Praça do Campo Pequeno

11.ª corrida

    Esteve por vezes animada a corrida effectuada no ultimo domingo, em beneficio do popular e estimado cavalleiro José Bento de Araujo.

    Os elementos de que dispunha o cartaz eram dos melhores, podendo até dizer-se que era uma corrida mais para satisfazer ao publico do que para ganhar.

    Os touros pertenciam ao reputado ganadero de Paucas, sr. Estevam de Oliveira, que enviou uma corrida superior, tanto em typos como no respeitante a tratamento, grandes e eguaes, e se não enthusiasmaram quanto a bravura, deve-se isso unica e exclusivamente á lide que lhes deram, pois foram recortados escandalosamente, deixando-os sem faculdades nenhumas logo após a entrada no redondel. E é isto que actualmente succede, quando um creador tem o arrojo e o gosto de apresentar touros de presença e de respeito!

    Dos cavalleiros, foi José Bento (de Araújo) quem teve as honras da tarde na lide do 5.º, que toureou com desusada valentia, e no qual collocou alguns ferros magnificos, principalmente um á tira, que causou grande enthusiasmo, pela fórma como preparou e consumou a sorte.

    Manuel Casimiro toureou tambem com vontade e foi muito applaudido, sendo colhido e quasi desmontado pelo 1.º touro, ao collocar o primeiro ferro, pelo motivo de muito apertar. No fim da lide, o publico chamou á arena o estimado artista, dispensando-lhe uma carinhosa manifestação de sympathia.

    Eduardo Macedo esteve bem na lide do 6.º, terminando com um curto superior, que lhe valeu uma justa ovação.

    Victor Marques, a quem José Bento (de Araújo) concedeu a alternativa no 3.º, não passou de regular, toureando pouco, por motivo do animal se inutilisar logo depouis de sahir á arena.

    Os espadas Algabeño e Machaquito, não fizeram prodigios: com as bandarilhas tourearam com pouco luzimento, e com o capote e a muleta estiveram pode demais desconfiados, e com poucas ganas de se arrimarem e parar.
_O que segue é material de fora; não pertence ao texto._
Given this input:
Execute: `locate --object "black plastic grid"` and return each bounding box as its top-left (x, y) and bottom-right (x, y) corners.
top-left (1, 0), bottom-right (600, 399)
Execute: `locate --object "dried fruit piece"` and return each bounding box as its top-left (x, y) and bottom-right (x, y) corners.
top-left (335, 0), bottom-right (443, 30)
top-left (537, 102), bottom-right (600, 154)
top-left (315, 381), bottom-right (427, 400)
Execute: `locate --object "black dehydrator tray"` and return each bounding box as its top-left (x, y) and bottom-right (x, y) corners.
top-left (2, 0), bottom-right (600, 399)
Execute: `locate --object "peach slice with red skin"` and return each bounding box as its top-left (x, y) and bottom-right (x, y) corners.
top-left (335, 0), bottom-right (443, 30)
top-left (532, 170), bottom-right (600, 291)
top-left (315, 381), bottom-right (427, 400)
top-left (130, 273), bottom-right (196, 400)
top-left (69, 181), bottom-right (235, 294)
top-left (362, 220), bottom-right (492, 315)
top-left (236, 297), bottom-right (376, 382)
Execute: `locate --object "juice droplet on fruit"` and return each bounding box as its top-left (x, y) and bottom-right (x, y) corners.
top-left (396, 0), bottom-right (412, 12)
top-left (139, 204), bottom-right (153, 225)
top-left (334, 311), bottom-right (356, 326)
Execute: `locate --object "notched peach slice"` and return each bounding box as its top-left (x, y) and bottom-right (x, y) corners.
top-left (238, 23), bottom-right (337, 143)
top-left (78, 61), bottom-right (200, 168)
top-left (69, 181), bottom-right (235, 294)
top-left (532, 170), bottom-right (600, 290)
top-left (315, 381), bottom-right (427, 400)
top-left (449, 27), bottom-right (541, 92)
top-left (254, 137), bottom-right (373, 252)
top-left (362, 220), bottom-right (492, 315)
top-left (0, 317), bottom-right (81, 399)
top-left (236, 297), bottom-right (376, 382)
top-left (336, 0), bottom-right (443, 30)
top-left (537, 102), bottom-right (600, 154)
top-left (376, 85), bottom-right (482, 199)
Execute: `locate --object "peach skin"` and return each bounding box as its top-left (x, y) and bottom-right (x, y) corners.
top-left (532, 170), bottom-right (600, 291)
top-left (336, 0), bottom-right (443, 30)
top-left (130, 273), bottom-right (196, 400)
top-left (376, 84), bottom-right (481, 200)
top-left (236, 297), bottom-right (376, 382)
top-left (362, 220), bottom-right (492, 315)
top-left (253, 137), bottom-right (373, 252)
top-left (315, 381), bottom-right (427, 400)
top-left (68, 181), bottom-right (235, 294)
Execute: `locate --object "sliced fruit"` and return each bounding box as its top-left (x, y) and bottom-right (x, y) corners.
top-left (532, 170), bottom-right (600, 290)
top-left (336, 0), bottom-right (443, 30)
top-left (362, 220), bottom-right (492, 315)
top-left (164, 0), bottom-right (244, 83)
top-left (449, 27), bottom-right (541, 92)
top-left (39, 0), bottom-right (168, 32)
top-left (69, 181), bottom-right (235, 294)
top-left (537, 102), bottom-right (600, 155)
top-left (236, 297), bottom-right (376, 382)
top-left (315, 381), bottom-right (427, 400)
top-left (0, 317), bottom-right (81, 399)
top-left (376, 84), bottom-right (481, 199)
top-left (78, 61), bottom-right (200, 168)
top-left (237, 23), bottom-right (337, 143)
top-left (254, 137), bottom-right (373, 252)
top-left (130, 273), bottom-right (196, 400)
Ainda assim, foi no 6.º que a assistencia mais gostou de vêr Machaquito, em que esteve deveras valente, e a Algabeño no 9.º, no qual tirou um ou outro passe de muleta mais artistico e em que se confiou tambem mais que nos restantes.

    Dos bandarilheiros, Cadete e Rocha tiveram alguns pares que foram applaudidos; dos das cuadrillas dos espadas, Patatero e Moyano, que mais uma vez se evidenciaram dois bandarilheiros disctinctissimos.

    Os forcados, com pouca fortuna, sendo um dos do grupo conduzido á enfermaria bastante maltratado.

    A direcção, má.

    Ao sr. Manuel Botas se deve uma parte do insuccesso do gado, ou seja de não cumprir como devia, pois de fórma alguma devia consentir na arena cinco e seis artistas propositadamente recortando os touros para lhe tirarem as pernas, como aconteceu do primeiro ao ultimo da corrida.

    Assim todos dirigem.

    Da mesma auctoridade que usou para com José Bento (de Araújo) e Manuel Casimiro, quando pretendiam collocar ferros curtos no 8.º, a que com muita e justificada razão se negou, era assim que desejamos procedesse com os bandarilheiros hespanhoes, não consentindo aquelles consecutivos grupos de peões, sempre de capote na mão em volta dos touros, que só faziam o seu jogo inutilisando-os por completo para a lide com uma série interminavel de capotazos e de recortes.

    Colloque-se o sr. Botas no seu logar, e imponha-se, pois ainda ha quem veja, e n'essas occasiões não se sentirá desacompanhado, póde ter a certeza. E ainda n'esta tarde teve a prova.